Nice catch by the lefties at Mother Jones, delivering a hammer blow to the wedge of suspicion that already separates the GOP base from its congressional leadership on amnesty. There’s no immigration passage in Joni Ernst’s speech; there is one in Carlos Curbelo’s version, written and inserted by Curbelo himself — with the approval of GOP leaders.
In an interview after the speech, Curbelo said he chose to focus on immigration as well as other issues personally important to him – such as education and Cuba – aside from the party’s broader economic message that was reflected in Ernst’s rebuttal.
He had asked for a copy of Ernst’s prepared remarks a few days in advance of Tuesday’s address, and then made his own additions, including the references to immigration. Leadership saw the remarks beforehand and were fine with them, Curbelo said. “I did not get any pushback whatsoever.”
If they wanted an immigration section, okay, but it was awfully stupid to greenlight it for Curbelo without insisting that Ernst include it too. Given conservatives’ well-founded fears that the GOP is prepared to sell out their concerns on amnesty in order to ingratiate themselves with Latino voters, having Ernst and Curbelo deliver different messages for English and Spanish speakers is far dumber than having each of them deliver the same few anodyne platitudes on the subject. And for cripes sake, if you’re going to pander on immigration reform, couldn’t you at least compensate a bit by emphasizing that executive action isn’t the way to go about it? Ernst’s speech contains one brief allusion to that, in all of six words: “We’ll work to correct executive overreach.” If you asked 100 Americans on the street to define “executive overreach,” maybe five could do it. She might as well not have mentioned it at all.

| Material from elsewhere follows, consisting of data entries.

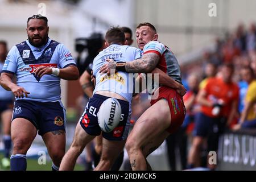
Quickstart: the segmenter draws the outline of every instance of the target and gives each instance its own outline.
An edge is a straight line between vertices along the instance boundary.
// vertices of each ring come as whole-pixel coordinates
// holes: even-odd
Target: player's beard
[[[40,40],[40,41],[35,41],[34,40],[34,38],[38,38]],[[29,36],[28,36],[28,42],[30,42],[30,44],[31,44],[33,46],[35,46],[36,47],[40,47],[43,46],[44,46],[46,44],[47,40],[48,40],[48,35],[46,35],[44,37],[36,36],[34,36],[32,38],[30,38]]]

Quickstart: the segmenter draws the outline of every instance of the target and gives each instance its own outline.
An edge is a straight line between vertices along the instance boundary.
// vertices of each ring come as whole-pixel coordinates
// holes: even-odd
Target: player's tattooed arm
[[[148,53],[138,59],[125,64],[128,73],[150,73],[159,61],[159,56],[155,53]]]
[[[128,73],[150,73],[159,61],[159,56],[155,53],[148,53],[142,58],[130,62],[118,63],[107,59],[108,63],[102,65],[100,73],[110,74],[111,71],[126,71]]]

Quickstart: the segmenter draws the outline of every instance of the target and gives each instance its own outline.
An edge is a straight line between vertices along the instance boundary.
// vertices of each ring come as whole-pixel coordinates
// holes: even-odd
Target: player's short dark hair
[[[48,27],[48,19],[46,16],[42,16],[40,14],[34,15],[32,16],[28,17],[28,18],[27,19],[27,23],[28,23],[28,22],[31,19],[43,19],[46,22],[46,26]]]
[[[106,42],[109,44],[114,43],[123,43],[125,42],[125,33],[118,27],[112,27],[106,33]]]
[[[5,40],[0,40],[0,44],[3,45],[7,47],[7,42]]]
[[[131,28],[127,27],[122,27],[121,28],[123,32],[131,34],[131,38],[133,36],[133,32],[131,31]]]
[[[155,29],[155,27],[154,25],[152,25],[152,24],[151,24],[150,23],[148,22],[145,22],[145,23],[139,23],[139,24],[137,26],[137,28],[141,28],[141,27],[142,26],[148,26],[150,27],[150,28],[151,28],[151,29],[152,30],[154,30],[155,33],[156,34],[156,29]]]

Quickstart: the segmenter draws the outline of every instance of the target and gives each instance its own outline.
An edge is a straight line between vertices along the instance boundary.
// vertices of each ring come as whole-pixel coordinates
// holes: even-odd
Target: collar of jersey
[[[49,44],[51,42],[51,40],[52,40],[51,39],[48,38],[48,42],[47,43],[40,47],[35,47],[34,46],[32,46],[31,44],[30,44],[30,42],[28,42],[28,40],[26,40],[26,42],[27,43],[27,44],[28,45],[28,46],[30,47],[30,48],[31,49],[31,50],[35,50],[35,49],[40,49],[42,51],[44,50],[44,49],[48,46],[49,46]]]

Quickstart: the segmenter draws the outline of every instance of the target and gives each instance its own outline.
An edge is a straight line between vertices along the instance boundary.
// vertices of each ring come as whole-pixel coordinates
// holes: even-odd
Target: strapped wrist
[[[118,62],[115,64],[115,69],[117,71],[126,72],[125,62]]]
[[[58,76],[60,75],[60,69],[57,68],[51,68],[52,71],[52,75]]]

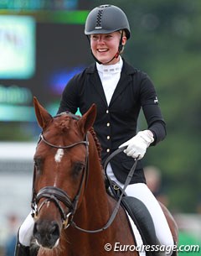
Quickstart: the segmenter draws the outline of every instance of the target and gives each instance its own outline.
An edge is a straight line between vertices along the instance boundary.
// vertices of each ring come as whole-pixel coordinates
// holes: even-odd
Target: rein
[[[106,173],[106,178],[107,180],[109,180],[110,182],[110,186],[111,188],[111,180],[110,178],[108,177],[107,174],[106,174],[106,167],[107,167],[107,165],[109,164],[109,162],[111,161],[111,159],[116,156],[116,154],[118,154],[120,152],[122,152],[126,148],[126,146],[125,147],[122,147],[122,148],[119,148],[117,149],[116,150],[115,150],[111,155],[109,155],[109,157],[106,159],[106,162],[105,162],[105,165],[104,165],[104,170],[105,170],[105,173]],[[106,224],[103,227],[100,227],[99,229],[95,229],[95,230],[87,230],[87,229],[84,229],[84,228],[81,228],[80,227],[78,227],[75,222],[73,220],[71,220],[71,223],[70,225],[76,227],[77,229],[79,229],[80,231],[82,231],[82,232],[88,232],[88,233],[95,233],[95,232],[101,232],[101,231],[104,231],[106,229],[107,229],[111,225],[111,223],[113,222],[117,212],[118,212],[118,210],[119,210],[119,207],[120,207],[120,204],[121,204],[121,199],[125,194],[125,191],[127,187],[127,185],[130,184],[131,180],[131,178],[132,178],[132,175],[134,174],[134,171],[136,170],[136,167],[137,167],[137,160],[138,160],[138,157],[136,159],[136,161],[134,163],[134,165],[132,165],[128,175],[127,175],[127,178],[126,180],[126,182],[125,182],[125,185],[124,185],[124,187],[122,188],[121,190],[121,194],[119,197],[119,200],[117,201],[117,204],[116,205],[116,207],[115,209],[113,210],[108,222],[106,222]]]

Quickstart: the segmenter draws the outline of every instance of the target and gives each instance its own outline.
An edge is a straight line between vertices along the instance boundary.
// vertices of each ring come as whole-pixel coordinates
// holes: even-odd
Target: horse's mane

Incidentally, here’s how Politico translates the immigration section of Curbelo’s speech:
“We should also work through the appropriate channels to create permanent solutions for our immigration system, to secure our borders, modernize legal immigration, and strengthen our economy,” said Curbelo in Spanish. “In the past, the president has expressed support for ideas like these. Now we ask him to cooperate with us to get it done.”

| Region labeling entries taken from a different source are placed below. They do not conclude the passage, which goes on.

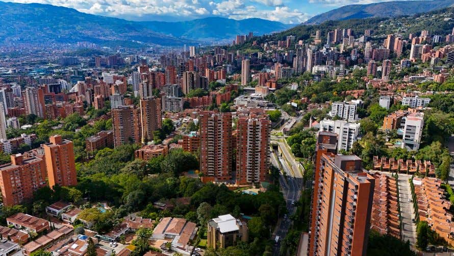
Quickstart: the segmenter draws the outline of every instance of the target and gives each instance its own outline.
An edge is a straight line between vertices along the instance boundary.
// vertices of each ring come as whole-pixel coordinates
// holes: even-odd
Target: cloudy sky
[[[5,0],[0,0],[5,1]],[[298,24],[340,6],[387,0],[9,0],[74,8],[92,14],[131,20],[187,20],[219,16],[257,17]]]

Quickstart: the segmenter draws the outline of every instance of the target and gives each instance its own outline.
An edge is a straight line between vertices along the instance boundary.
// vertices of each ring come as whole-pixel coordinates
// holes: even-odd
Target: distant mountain
[[[351,5],[315,16],[305,24],[319,24],[327,20],[410,15],[452,6],[454,6],[454,0],[395,1]]]
[[[288,29],[295,26],[256,18],[236,20],[220,17],[187,21],[143,23],[157,32],[182,38],[203,40],[233,40],[237,35],[244,35],[249,32],[255,35],[262,35]]]
[[[175,45],[190,41],[155,32],[139,23],[39,4],[0,2],[0,43],[75,43]]]
[[[200,41],[234,39],[249,31],[278,32],[289,25],[261,19],[235,20],[220,17],[189,21],[131,21],[40,4],[0,2],[0,44],[74,43],[143,46],[196,44]]]

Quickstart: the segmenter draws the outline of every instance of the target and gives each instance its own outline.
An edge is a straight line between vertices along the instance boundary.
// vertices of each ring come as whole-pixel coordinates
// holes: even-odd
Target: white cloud
[[[204,8],[198,8],[198,9],[195,10],[195,12],[198,13],[199,14],[200,14],[201,15],[203,15],[205,14],[208,14],[208,13],[210,13],[210,12],[208,12],[208,10],[207,10],[206,9]]]
[[[4,0],[0,0],[4,1]],[[212,15],[241,19],[261,18],[300,23],[309,15],[284,5],[286,0],[10,0],[74,8],[92,14],[138,20],[190,19]],[[329,4],[341,0],[309,0]],[[373,0],[348,0],[350,1]]]
[[[311,4],[321,4],[329,6],[340,7],[349,5],[365,5],[390,2],[393,0],[309,0]]]
[[[267,6],[282,6],[284,5],[282,0],[253,0]]]

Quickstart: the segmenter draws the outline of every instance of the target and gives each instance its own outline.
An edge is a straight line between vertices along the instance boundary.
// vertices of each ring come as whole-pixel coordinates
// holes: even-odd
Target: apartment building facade
[[[49,141],[43,145],[49,187],[77,185],[72,142],[63,139],[60,135],[52,136]]]
[[[267,114],[240,115],[237,124],[236,183],[264,181],[269,169],[271,121]]]
[[[206,180],[232,177],[232,114],[200,112],[200,170]]]
[[[337,134],[338,150],[348,151],[358,140],[360,131],[360,123],[349,123],[343,120],[328,120],[320,121],[320,131],[328,131]]]
[[[3,203],[13,206],[33,197],[33,192],[47,185],[44,159],[12,155],[11,162],[0,166],[0,189]]]
[[[139,143],[141,141],[140,111],[134,105],[122,106],[112,109],[114,145]]]

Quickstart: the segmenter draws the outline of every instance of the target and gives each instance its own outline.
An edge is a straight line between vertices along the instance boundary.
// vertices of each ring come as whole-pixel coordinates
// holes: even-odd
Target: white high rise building
[[[139,72],[133,72],[130,79],[131,84],[133,85],[133,91],[139,91],[139,84],[140,83],[140,74]]]
[[[357,107],[358,104],[354,102],[333,102],[328,115],[332,118],[337,116],[348,122],[353,122],[357,119]]]
[[[14,129],[19,129],[20,128],[20,124],[19,124],[19,119],[17,118],[10,118],[6,120],[6,127],[7,128],[12,128]]]
[[[414,97],[405,97],[402,98],[402,105],[408,106],[414,108],[417,107],[425,107],[431,103],[431,99],[429,98],[419,98],[418,96]]]
[[[241,61],[241,85],[246,85],[250,81],[250,61],[249,59]]]
[[[407,117],[403,135],[402,137],[401,147],[409,150],[417,150],[422,136],[424,126],[424,114],[412,113]]]
[[[2,105],[0,105],[0,139],[8,139],[6,136],[6,116]]]
[[[320,131],[329,131],[337,134],[337,149],[348,151],[358,140],[361,125],[344,120],[328,120],[320,122]]]

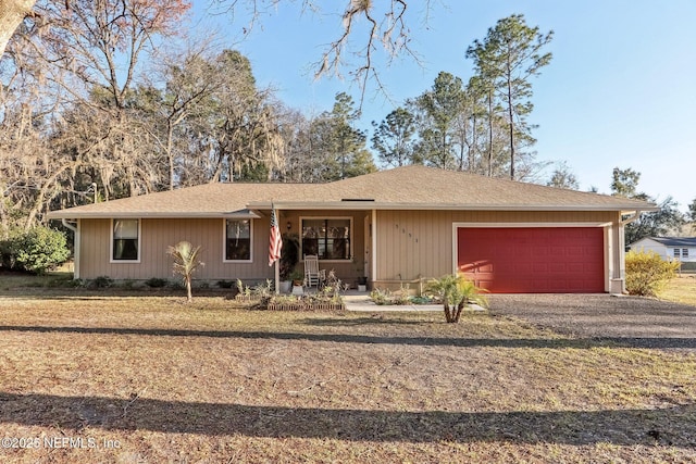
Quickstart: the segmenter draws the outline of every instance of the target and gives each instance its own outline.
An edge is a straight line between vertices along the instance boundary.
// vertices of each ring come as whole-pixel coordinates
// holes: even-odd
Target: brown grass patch
[[[39,447],[4,461],[696,460],[689,352],[488,314],[21,293],[0,291],[1,435]]]
[[[683,274],[674,277],[660,292],[662,300],[696,306],[696,275]]]

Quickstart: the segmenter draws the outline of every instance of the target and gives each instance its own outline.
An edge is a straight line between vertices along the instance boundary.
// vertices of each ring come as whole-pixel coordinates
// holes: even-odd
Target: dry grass
[[[0,438],[40,441],[3,462],[696,461],[689,351],[222,296],[0,289]]]

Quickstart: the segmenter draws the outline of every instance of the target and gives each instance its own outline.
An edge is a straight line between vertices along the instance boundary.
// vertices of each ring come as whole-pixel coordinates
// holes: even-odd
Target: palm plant
[[[190,302],[194,297],[191,296],[191,280],[194,279],[194,272],[203,266],[204,263],[199,260],[200,247],[194,248],[188,241],[179,241],[173,247],[166,249],[166,253],[174,259],[174,274],[182,276],[184,285],[186,286],[186,301]]]
[[[487,304],[485,297],[481,294],[483,290],[461,275],[448,274],[432,279],[425,291],[443,302],[445,319],[448,323],[458,323],[468,303]]]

The translation in the clip below, from American Bridge, doesn’t mention the part about securing the borders. Neither does Mother Jones’s translation. I think Politico is right, though: I can understand only bits and pieces of Spanish but it sounds like he says “asegurar nuestras fronteras” just before he mentions “modernizing” the immigration system. It’d be more of a scandal if Curbelo omitted border security when addressing a Spanish-language audience. He didn’t.
Speaking of which, the House GOP’s new “security first” bill is “security first” in the sense that they’re going to pass it before they pass an amnesty bill, not that it’ll actually be implemented before they pass a security bill. That’s worth … not much, huh?